Who knows, Brice: he might even catch wind of this article, hear you’re getting married, and do that one thing that you know you want for your first dance: reach out to his friend Marcus Mumford and see if he’s available on your special day.

EZELL: Actually, I’ve already put in an inquiry to the Mumford camp about the “Scream-Sing Like You’re Constipated” Special. I have a feeling he’ll be a bit above my price range, but… just maybe.

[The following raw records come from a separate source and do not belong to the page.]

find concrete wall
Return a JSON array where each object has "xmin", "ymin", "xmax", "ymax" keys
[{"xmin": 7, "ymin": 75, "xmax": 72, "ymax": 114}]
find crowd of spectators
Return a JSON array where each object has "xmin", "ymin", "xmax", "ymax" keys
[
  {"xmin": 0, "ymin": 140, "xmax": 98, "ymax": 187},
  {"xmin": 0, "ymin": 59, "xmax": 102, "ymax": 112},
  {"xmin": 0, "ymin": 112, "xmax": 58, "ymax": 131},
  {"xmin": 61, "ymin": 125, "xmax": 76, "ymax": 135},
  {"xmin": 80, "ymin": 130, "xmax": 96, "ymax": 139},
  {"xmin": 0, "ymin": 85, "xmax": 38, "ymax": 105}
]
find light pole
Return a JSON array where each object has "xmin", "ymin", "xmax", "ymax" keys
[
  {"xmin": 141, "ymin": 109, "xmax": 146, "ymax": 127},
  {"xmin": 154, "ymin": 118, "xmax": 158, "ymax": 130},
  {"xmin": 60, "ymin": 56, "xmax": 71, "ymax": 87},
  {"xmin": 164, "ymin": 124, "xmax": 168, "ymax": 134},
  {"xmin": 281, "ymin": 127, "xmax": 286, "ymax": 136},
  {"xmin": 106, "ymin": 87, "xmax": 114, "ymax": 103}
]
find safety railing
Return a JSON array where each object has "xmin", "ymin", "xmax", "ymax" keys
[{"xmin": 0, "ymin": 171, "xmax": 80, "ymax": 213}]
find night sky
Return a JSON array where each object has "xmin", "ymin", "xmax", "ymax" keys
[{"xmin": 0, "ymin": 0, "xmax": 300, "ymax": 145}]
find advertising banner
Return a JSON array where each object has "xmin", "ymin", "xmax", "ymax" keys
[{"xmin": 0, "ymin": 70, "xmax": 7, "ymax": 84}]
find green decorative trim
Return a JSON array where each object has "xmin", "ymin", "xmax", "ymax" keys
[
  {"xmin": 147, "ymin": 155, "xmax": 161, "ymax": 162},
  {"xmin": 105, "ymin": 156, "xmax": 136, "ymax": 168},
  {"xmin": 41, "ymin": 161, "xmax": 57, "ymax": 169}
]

There’s some truth to your point about collaborations. Gray can pull off a great duet, as evinced both by the Lennox tune and
his updated version of “Snow in Vegas” from Mutineers featuring LeAnn Rimes, an artist I genuinely thought evaporated after 1999. But truth be told? Gray didn’t re-capture the commercial and popular magic of White Ladder not just because he committed to “the David Gray sound”; it’s also a fact that the David Gray sound emerged out of a distinct cultural moment, the same one that Greta Gerwig’s superlative directorial debut Lady Bird tried to make cool again. That’s right: the Dave Matthews moment. Right before the time you first encountered Gray on SNL, he had been touring with Matthews, and White Ladder itself is the inaugural release of ATO Records, which Matthews created. Gray’s music doesn’t indulge the acoustic noodling that defines the Dave Matthews Band live experience, nor do Gray’s vocal inflections ever reach the loopy syllable garbling for which Matthews is so famous. But it should come as no surprise now that Matthews brought Gray on tour and promoted his music more generally: Gray’s kind, acoustic guitar and piano-driven music has obvious appeal to the Dave Matthews Band crowd.

I say this while not totally endorsing the comparison. Gray and Matthews are distinct artists, and for however many similarities they share, their aesthetics diverge enough that the waning of Matthews’ cultural moment shouldn’t have necessarily caused Gray to fall out of the limelight. Still, the link between Gray and the Matthews-type sound was well established, if not outright cemented by the release of
White Ladder on ATO, and as the early ’00s turned to the supposed rock revival, with every other band named something like “The Hives” or “The Strokes”, Gray couldn’t get the same public ear that he did when “Babylon” stormed the charts.

But, as you say, it speaks to Gray’s artistic integrity that rather than latch on to the new trends that surrounded him, with
A New Day at Midnight he stuck to his guns. Fortunately, he moved on to bigger and better things with subsequent releases. I’m not sure I could have handled another album of “acoustic guitar and piano meets cheap electronic drums and synths”. A New Day at Midnight isn’t exactly that, but it is a farewell to the White Ladder era, and what a fine farewell it is. It’s not Gray’s masterpiece, but it doesn’t need to be. That it showcases his songwriting talent and serves as an important career transition where he didn’t give up on himself is more than enough.